После последних слов Кондыя Ольма понял, что это именно он своими мечтаниями о дроле своей Томше перед охотой, не подпустил удачу ко всему обществу…
– Найденыша я беру себе! – объявил Кондый. – В лесу, подальше от людских глаз будет он! И я справлюсь с его зверем, – чуть тише добавил старик. Арвуй взял у Вараша сверток с младенцем и побрел в лес, к своему урочищу, там, где священный Синь-камень хранил древние знания пращуров.

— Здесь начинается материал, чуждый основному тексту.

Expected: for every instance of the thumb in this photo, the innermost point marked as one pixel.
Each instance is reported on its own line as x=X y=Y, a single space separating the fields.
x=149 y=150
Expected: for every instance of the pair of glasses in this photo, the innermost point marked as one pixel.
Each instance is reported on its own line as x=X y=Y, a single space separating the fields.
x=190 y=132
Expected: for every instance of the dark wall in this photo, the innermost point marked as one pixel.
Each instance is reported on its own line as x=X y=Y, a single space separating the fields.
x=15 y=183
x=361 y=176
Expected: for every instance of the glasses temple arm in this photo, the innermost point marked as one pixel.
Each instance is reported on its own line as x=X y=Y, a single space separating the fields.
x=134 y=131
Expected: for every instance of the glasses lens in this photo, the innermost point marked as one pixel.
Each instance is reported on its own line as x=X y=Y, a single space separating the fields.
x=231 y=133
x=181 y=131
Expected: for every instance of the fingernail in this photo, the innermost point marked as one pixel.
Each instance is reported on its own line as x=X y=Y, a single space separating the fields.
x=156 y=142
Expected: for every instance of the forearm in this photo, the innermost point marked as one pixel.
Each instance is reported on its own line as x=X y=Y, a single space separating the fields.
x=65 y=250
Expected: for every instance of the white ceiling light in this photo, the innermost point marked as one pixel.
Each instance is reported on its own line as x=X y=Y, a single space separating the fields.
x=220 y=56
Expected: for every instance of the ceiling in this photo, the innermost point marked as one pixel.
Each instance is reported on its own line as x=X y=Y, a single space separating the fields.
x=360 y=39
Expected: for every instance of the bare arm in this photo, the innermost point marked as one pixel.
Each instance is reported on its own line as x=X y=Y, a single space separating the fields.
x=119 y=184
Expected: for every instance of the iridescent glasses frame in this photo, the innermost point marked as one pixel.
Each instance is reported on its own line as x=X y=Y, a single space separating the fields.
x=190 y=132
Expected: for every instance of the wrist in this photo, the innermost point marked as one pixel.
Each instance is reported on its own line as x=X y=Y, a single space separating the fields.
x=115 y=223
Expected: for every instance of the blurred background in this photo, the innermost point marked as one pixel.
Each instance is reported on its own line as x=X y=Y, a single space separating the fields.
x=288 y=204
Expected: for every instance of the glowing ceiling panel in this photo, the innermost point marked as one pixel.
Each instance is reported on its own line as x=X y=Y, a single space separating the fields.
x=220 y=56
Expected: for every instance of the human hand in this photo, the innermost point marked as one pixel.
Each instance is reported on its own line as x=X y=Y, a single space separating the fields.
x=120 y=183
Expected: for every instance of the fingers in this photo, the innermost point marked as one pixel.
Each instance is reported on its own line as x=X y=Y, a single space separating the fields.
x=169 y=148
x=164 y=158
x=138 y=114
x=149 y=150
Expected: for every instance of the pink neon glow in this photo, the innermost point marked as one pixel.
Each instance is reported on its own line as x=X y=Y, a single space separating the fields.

– Слышали ли вы Кондыя люди? – спросил Куян. – А, коли, слышали – выполняйте. И вскорости Вараш собирай новую охоту, бол должен быть сытым!
***
После сборища на селищенском взлобке мама Санда и сердобольный Ваган при помощи Томши принесли Ольму в отчий дом. Поперву окружили его суетой и заботой, зобались за ним нещадно. Все еще надеялись, что Ольма выздоровеет и всё-таки станет по-прежнему самым сильным и ловким охотником в боле. Много сочувствующих ему было, почитай в каждой семье. Жалели. Приходили, спрашивали Санду, помочь ли чем? Но больше приходили поглазеть, полюбопытствовать, здоровеет ли поранетый?.. Постепенно поток гостей стал иссякать, а потом и вовсе прекратился. Забыли о нем даже те, кто когда-то называл его своим другом. Только мамка ломалась за ним ухаживамши.

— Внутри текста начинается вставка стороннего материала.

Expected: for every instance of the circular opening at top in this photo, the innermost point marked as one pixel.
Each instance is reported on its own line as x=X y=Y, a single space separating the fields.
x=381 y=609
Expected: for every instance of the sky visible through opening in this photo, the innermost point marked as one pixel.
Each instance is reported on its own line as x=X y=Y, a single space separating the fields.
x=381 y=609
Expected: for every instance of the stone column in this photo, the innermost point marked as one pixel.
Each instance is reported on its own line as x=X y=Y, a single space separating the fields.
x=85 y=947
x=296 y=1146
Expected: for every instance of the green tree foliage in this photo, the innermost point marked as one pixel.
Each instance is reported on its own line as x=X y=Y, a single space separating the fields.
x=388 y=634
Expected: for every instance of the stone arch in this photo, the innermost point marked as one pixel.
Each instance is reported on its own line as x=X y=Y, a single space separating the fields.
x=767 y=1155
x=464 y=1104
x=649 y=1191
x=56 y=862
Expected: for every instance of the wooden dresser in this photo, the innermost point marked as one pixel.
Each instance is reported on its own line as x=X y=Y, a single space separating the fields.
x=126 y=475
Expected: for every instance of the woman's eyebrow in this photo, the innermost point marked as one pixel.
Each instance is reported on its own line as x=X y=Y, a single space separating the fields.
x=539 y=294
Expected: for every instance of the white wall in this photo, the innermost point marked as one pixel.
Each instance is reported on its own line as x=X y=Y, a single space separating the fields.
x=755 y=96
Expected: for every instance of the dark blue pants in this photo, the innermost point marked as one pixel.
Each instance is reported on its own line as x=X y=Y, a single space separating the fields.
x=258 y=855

А Ольмины ноги таяли как снег по весне, становились все тоньше и прозрачнее. Ольма ходил под себя и дурной запах пропитал всю избу, казалось, насквозь. Даже несмотря на то, что мамка омывала его по два раза в день, он казался себе шанявым и воньким скорлатьем. И сейчас, взрослый парень, он был беспомощнее сосунка-ребятёнка.
Когда мать своими натруженными руками приводила его тело в порядок, он от бессилия кусал кулак и стонал сквозь зубы. Санда думала, что сыну больно и еще нежнее и еще заботливее ухаживала за ним. Ольма смотрел на мать, и удивлялся – никогда до этого так близко ее не видал. В густых рыжих косах Санды сын замечал серебряные нити, которые будто паутинки осенних паучков, застряли в ее волосах. Мамкины руки, которые он с титешного возраста помнил пухлыми и мягкими, стали узловатыми, кожа была постоянно красной от щелочи, которой мать омывала беспомощные чресла сына, чтоб истребить неприятный дух от его безвольного тела. И будто бы непосильный груз лег раньше времени на ее еще не такие уж и старые плечи – она сгорбилась, руки ее вытянулись до земли, а взгляд потух. И все чаще украдкой она тяжко вздыхала в своем углу в конце дня, думая, что Ольма спит и не слышит ее вздохов.